Multivariate (average) equivalence testing is widely used to assess whether the means of two conditions of interest are `equivalent' for different outcomes simultaneously. The multivariate Two One-Sided Tests (TOST) procedure is typically used in this context by checking if, outcome by outcome, the marginal $100(1-2\alpha$)\% confidence intervals for the difference in means between the two conditions of interest lie within pre-defined lower and upper equivalence limits. This procedure, known to be conservative in the univariate case, leads to a rapid power loss when the number of outcomes increases, especially when one or more outcome variances are relatively large. In this work, we propose a finite-sample adjustment for this procedure, the multivariate $\alpha$-TOST, that consists in a correction of $\alpha$, the significance level, taking the (arbitrary) dependence between the outcomes of interest into account and making it uniformly more powerful than the conventional multivariate TOST. We present an iterative algorithm allowing to efficiently define $\alpha^{\star}$, the corrected significance level, a task that proves challenging in the multivariate setting due to the inter-relationship between $\alpha^{\star}$ and the sets of values belonging to the null hypothesis space and defining the test size. We study the operating characteristics of the multivariate $\alpha$-TOST both theoretically and via an extensive simulation study considering cases relevant for real-world analyses -- i.e.,~relatively small sample sizes, unknown and heterogeneous variances, and different correlation structures -- and show the superior finite-sample properties of the multivariate $\alpha$-TOST compared to its conventional counterpart. We finally re-visit a case study on ticlopidine hydrochloride and compare both methods when simultaneously assessing bioequivalence for multiple pharmacokinetic parameters.

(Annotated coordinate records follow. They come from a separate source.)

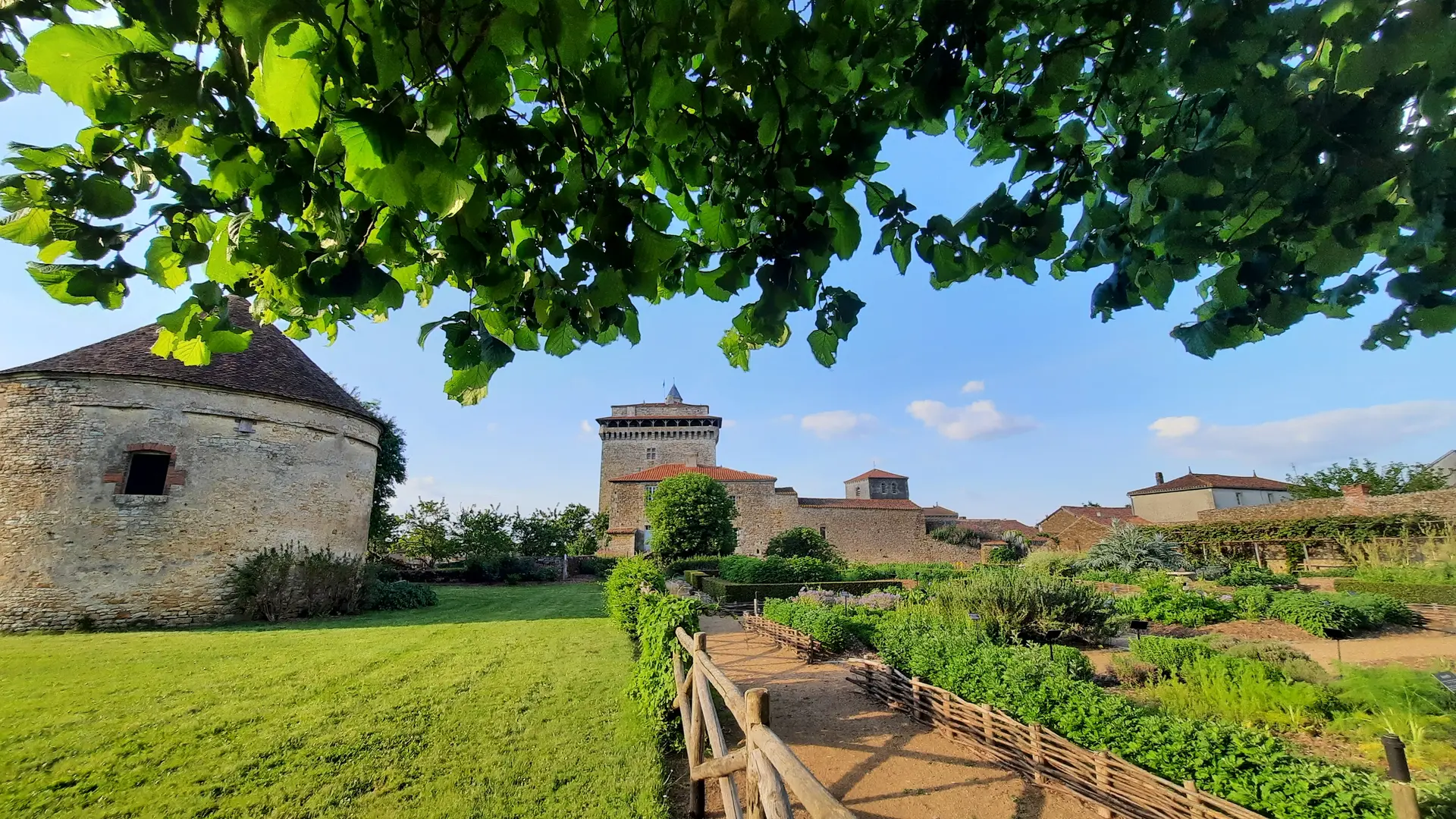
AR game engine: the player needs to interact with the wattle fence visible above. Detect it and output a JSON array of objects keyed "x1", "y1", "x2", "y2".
[{"x1": 849, "y1": 661, "x2": 1264, "y2": 819}]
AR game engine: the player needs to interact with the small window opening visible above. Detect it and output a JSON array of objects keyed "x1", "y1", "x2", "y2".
[{"x1": 124, "y1": 452, "x2": 172, "y2": 495}]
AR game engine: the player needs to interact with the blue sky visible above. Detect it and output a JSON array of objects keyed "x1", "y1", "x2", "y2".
[{"x1": 8, "y1": 90, "x2": 1456, "y2": 523}]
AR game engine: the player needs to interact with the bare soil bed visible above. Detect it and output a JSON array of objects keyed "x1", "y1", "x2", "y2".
[{"x1": 687, "y1": 618, "x2": 1095, "y2": 819}]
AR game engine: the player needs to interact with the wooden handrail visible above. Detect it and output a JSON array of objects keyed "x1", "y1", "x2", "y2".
[{"x1": 673, "y1": 628, "x2": 855, "y2": 819}]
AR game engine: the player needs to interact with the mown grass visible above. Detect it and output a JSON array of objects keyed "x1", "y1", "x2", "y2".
[{"x1": 0, "y1": 583, "x2": 665, "y2": 819}]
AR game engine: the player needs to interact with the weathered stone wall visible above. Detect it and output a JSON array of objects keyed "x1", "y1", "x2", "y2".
[
  {"x1": 0, "y1": 376, "x2": 378, "y2": 631},
  {"x1": 1198, "y1": 488, "x2": 1456, "y2": 523},
  {"x1": 597, "y1": 427, "x2": 718, "y2": 512}
]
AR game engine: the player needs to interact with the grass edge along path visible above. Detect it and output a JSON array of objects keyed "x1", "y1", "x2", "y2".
[{"x1": 0, "y1": 583, "x2": 667, "y2": 819}]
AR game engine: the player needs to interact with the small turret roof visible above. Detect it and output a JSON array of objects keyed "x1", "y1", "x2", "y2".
[{"x1": 0, "y1": 296, "x2": 373, "y2": 419}]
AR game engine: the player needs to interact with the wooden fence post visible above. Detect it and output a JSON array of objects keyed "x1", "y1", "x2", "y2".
[
  {"x1": 684, "y1": 631, "x2": 714, "y2": 819},
  {"x1": 1092, "y1": 751, "x2": 1112, "y2": 819},
  {"x1": 1184, "y1": 780, "x2": 1204, "y2": 819},
  {"x1": 1031, "y1": 723, "x2": 1046, "y2": 786},
  {"x1": 742, "y1": 688, "x2": 769, "y2": 819}
]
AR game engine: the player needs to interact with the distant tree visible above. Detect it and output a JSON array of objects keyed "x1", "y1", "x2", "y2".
[
  {"x1": 766, "y1": 526, "x2": 845, "y2": 563},
  {"x1": 454, "y1": 506, "x2": 517, "y2": 557},
  {"x1": 1284, "y1": 457, "x2": 1446, "y2": 500},
  {"x1": 930, "y1": 523, "x2": 981, "y2": 547},
  {"x1": 646, "y1": 472, "x2": 738, "y2": 561},
  {"x1": 394, "y1": 498, "x2": 462, "y2": 564}
]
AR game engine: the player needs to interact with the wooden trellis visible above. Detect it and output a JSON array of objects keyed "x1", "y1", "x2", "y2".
[{"x1": 673, "y1": 628, "x2": 855, "y2": 819}]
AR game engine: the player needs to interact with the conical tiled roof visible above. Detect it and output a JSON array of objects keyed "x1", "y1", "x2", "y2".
[{"x1": 0, "y1": 296, "x2": 372, "y2": 419}]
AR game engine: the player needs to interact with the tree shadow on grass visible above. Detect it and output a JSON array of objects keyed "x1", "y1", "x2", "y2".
[{"x1": 207, "y1": 583, "x2": 607, "y2": 631}]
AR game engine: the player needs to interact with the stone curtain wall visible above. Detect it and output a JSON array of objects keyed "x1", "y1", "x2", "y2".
[
  {"x1": 1198, "y1": 488, "x2": 1456, "y2": 523},
  {"x1": 0, "y1": 376, "x2": 378, "y2": 631}
]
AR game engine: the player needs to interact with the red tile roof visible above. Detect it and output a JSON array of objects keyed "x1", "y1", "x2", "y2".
[
  {"x1": 0, "y1": 296, "x2": 373, "y2": 419},
  {"x1": 845, "y1": 469, "x2": 908, "y2": 484},
  {"x1": 607, "y1": 463, "x2": 777, "y2": 484},
  {"x1": 956, "y1": 517, "x2": 1041, "y2": 538},
  {"x1": 799, "y1": 497, "x2": 920, "y2": 510},
  {"x1": 1127, "y1": 472, "x2": 1288, "y2": 495}
]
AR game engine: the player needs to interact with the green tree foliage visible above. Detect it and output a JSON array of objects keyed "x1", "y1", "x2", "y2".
[
  {"x1": 0, "y1": 0, "x2": 1456, "y2": 402},
  {"x1": 393, "y1": 498, "x2": 462, "y2": 564},
  {"x1": 646, "y1": 472, "x2": 738, "y2": 563},
  {"x1": 764, "y1": 526, "x2": 845, "y2": 563},
  {"x1": 1284, "y1": 457, "x2": 1446, "y2": 500}
]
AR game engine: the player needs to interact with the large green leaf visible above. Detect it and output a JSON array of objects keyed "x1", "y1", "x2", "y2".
[
  {"x1": 253, "y1": 20, "x2": 328, "y2": 133},
  {"x1": 25, "y1": 24, "x2": 136, "y2": 117}
]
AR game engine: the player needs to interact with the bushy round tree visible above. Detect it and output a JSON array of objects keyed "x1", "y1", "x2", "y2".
[
  {"x1": 646, "y1": 472, "x2": 738, "y2": 563},
  {"x1": 766, "y1": 526, "x2": 845, "y2": 563}
]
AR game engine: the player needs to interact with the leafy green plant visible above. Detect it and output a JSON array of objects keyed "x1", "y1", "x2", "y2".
[
  {"x1": 875, "y1": 606, "x2": 1391, "y2": 819},
  {"x1": 1082, "y1": 520, "x2": 1187, "y2": 571},
  {"x1": 1128, "y1": 635, "x2": 1217, "y2": 676},
  {"x1": 1335, "y1": 577, "x2": 1456, "y2": 606},
  {"x1": 603, "y1": 557, "x2": 667, "y2": 634},
  {"x1": 1116, "y1": 582, "x2": 1235, "y2": 628},
  {"x1": 1219, "y1": 563, "x2": 1299, "y2": 586},
  {"x1": 645, "y1": 472, "x2": 738, "y2": 564},
  {"x1": 628, "y1": 592, "x2": 701, "y2": 745},
  {"x1": 929, "y1": 568, "x2": 1114, "y2": 642},
  {"x1": 763, "y1": 601, "x2": 852, "y2": 651}
]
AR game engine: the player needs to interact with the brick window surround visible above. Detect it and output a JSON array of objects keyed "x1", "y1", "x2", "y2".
[{"x1": 100, "y1": 441, "x2": 187, "y2": 495}]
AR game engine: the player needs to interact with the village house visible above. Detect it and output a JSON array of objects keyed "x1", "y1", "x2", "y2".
[
  {"x1": 597, "y1": 386, "x2": 978, "y2": 561},
  {"x1": 1037, "y1": 506, "x2": 1147, "y2": 552},
  {"x1": 1127, "y1": 472, "x2": 1291, "y2": 523},
  {"x1": 0, "y1": 297, "x2": 380, "y2": 631}
]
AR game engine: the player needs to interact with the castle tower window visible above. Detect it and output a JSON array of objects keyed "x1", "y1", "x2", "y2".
[{"x1": 122, "y1": 450, "x2": 172, "y2": 495}]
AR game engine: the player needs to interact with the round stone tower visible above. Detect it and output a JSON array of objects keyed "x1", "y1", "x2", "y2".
[
  {"x1": 597, "y1": 383, "x2": 723, "y2": 512},
  {"x1": 0, "y1": 299, "x2": 378, "y2": 631}
]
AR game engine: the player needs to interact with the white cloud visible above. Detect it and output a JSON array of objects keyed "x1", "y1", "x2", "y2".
[
  {"x1": 1147, "y1": 416, "x2": 1203, "y2": 438},
  {"x1": 905, "y1": 400, "x2": 1037, "y2": 440},
  {"x1": 799, "y1": 410, "x2": 875, "y2": 440},
  {"x1": 1147, "y1": 400, "x2": 1456, "y2": 463}
]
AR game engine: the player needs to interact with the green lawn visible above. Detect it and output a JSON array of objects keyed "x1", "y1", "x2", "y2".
[{"x1": 0, "y1": 583, "x2": 665, "y2": 819}]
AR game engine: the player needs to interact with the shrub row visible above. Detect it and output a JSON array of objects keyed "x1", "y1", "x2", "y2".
[
  {"x1": 1335, "y1": 577, "x2": 1456, "y2": 606},
  {"x1": 690, "y1": 576, "x2": 902, "y2": 604},
  {"x1": 603, "y1": 557, "x2": 699, "y2": 742},
  {"x1": 875, "y1": 607, "x2": 1391, "y2": 819}
]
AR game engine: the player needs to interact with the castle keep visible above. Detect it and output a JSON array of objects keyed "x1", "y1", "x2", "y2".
[
  {"x1": 597, "y1": 386, "x2": 977, "y2": 563},
  {"x1": 0, "y1": 299, "x2": 380, "y2": 631}
]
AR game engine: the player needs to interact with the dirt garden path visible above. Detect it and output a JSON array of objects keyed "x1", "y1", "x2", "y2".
[{"x1": 690, "y1": 617, "x2": 1097, "y2": 819}]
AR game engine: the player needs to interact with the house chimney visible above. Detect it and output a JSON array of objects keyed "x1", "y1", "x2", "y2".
[{"x1": 1339, "y1": 484, "x2": 1370, "y2": 514}]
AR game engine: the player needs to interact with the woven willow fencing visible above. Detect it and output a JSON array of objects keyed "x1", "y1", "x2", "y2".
[
  {"x1": 738, "y1": 613, "x2": 830, "y2": 661},
  {"x1": 673, "y1": 628, "x2": 855, "y2": 819},
  {"x1": 849, "y1": 661, "x2": 1264, "y2": 819}
]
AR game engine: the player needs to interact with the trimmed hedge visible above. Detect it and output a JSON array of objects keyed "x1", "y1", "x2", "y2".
[
  {"x1": 1335, "y1": 577, "x2": 1456, "y2": 606},
  {"x1": 695, "y1": 576, "x2": 904, "y2": 604}
]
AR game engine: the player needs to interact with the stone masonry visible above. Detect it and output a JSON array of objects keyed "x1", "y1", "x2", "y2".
[{"x1": 0, "y1": 373, "x2": 378, "y2": 631}]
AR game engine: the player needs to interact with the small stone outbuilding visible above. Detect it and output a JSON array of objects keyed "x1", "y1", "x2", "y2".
[{"x1": 0, "y1": 299, "x2": 380, "y2": 631}]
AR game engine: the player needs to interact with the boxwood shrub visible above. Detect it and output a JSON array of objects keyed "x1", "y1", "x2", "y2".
[
  {"x1": 1335, "y1": 577, "x2": 1456, "y2": 606},
  {"x1": 699, "y1": 577, "x2": 902, "y2": 604},
  {"x1": 875, "y1": 606, "x2": 1391, "y2": 819}
]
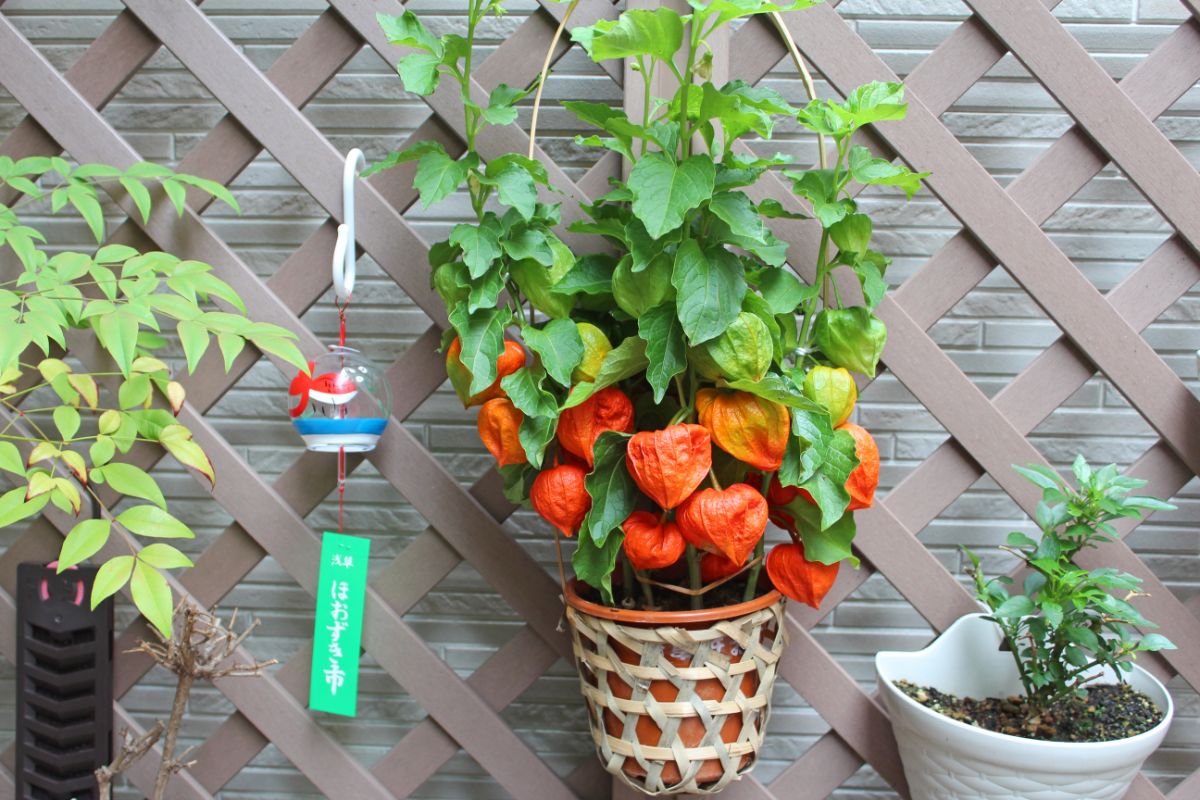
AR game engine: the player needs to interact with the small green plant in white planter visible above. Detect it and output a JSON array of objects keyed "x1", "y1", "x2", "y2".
[{"x1": 876, "y1": 457, "x2": 1175, "y2": 800}]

翻译：多元（平均）等效性检验被广泛用于评估两种关注条件的均值是否在多个结果上同时达到“等效”。在此背景下，通常采用多元两次单侧检验（TOST）程序，通过逐结果检查两种关注条件间均值差异的边际$100(1-2\alpha$)\%置信区间是否位于预先定义的下等效限与上等效限之内。已知该程序在单变量情形下较为保守，当结果数量增加时——尤其当某些结果的方差相对较大时——会导致检验功效迅速下降。本研究提出一种针对该程序的有限样本调整方法，即多元$\alpha$-TOST，其核心在于对显著性水平$\alpha$进行校正，同时考虑关注结果之间的（任意）依赖性，使其在功效上一致优于传统多元TOST。我们提出一种迭代算法，可高效确定校正后的显著性水平$\alpha^{\star}$——由于$\alpha^{\star}$与属于原假设空间且决定检验规模的数值集合之间存在相互关联，该任务在多元设定中极具挑战。我们通过理论分析和广泛的模拟研究（考虑现实分析相关情形——即相对较小的样本量、未知且异质的方差以及不同的相关结构）考察了多元$\alpha$-TOST的操作特性，并证明其相较于传统方法具有更优的有限样本性质。最后，我们重新审视盐酸噻氯匹定的案例研究，比较两种方法在同时评估多个药代动力学参数的生物等效性时的表现。